Pamiętam jak dzisiaj, wyjście z kina po premierze obsypanego oscarami Powrotu Króla. Wróciłem do domu i włączyłem ten film jeszcze raz, to była poezja. Jak wielką radością było usłyszenie plotek o tym, że ruszą prace nad Hobbitem, plotek które zostały później potwierdzone. Po kilku dniach marsz do biblioteki po książkę, której wcale nie czytało się jak bajki dla dzieci mając przed oczyma śródziemie z trylogii WP. Rok lub dwa przed premierą na półce stał już kupiony i ponownie przeczytany Hobbit, Silmarilion, Niedokończone Opowieści i OZNK. Nadzieje były równie wielkie jak emocje gdy odliczało się dni do pierwszej części.
Po fakcie zamykasz oczy i powstrzymujesz łzy, zobaczyłeś nie film fantasy równie dobry co poprzednie obrazy o śródziemiu a cukierkową animację z idiotycznym poczuciem humoru.
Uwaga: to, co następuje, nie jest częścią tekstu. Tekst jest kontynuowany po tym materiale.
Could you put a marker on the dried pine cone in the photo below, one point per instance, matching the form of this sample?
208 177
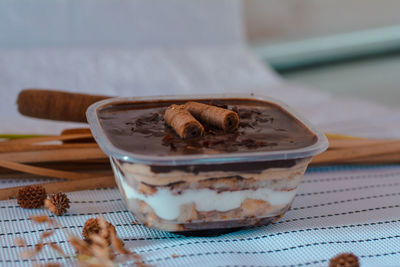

Nie było złości, raczej żal i wielkie rozczarowanie. Mimo kilku niezgodności z książką (tylko kilku) można było to jeszcze uratować i zrobić z tego coś dobrego. Niestety popis technologiczny i kasa są najważniejsze. Samo to, że czekało się na 3 filmy nie na jeden budziło zaniepokojenie. Mam nadzieję iż w przyszłości ktoś to poprawi i zrobi jeden dobry film trwający 4 godziny w oparciu o książkę a nie o własne widzi mi się.
Niestety Hobbit jest tylko technologiczną wydmuszką. Pozostaje tylko czekać jak za parę/paręnaście lat ktoś sensowny postanowi nakręcić ekranizację na podstawie książki a nie tylko dlatego żeby miliony na koncie się zgadzały. Nie tak to miało wyglądać.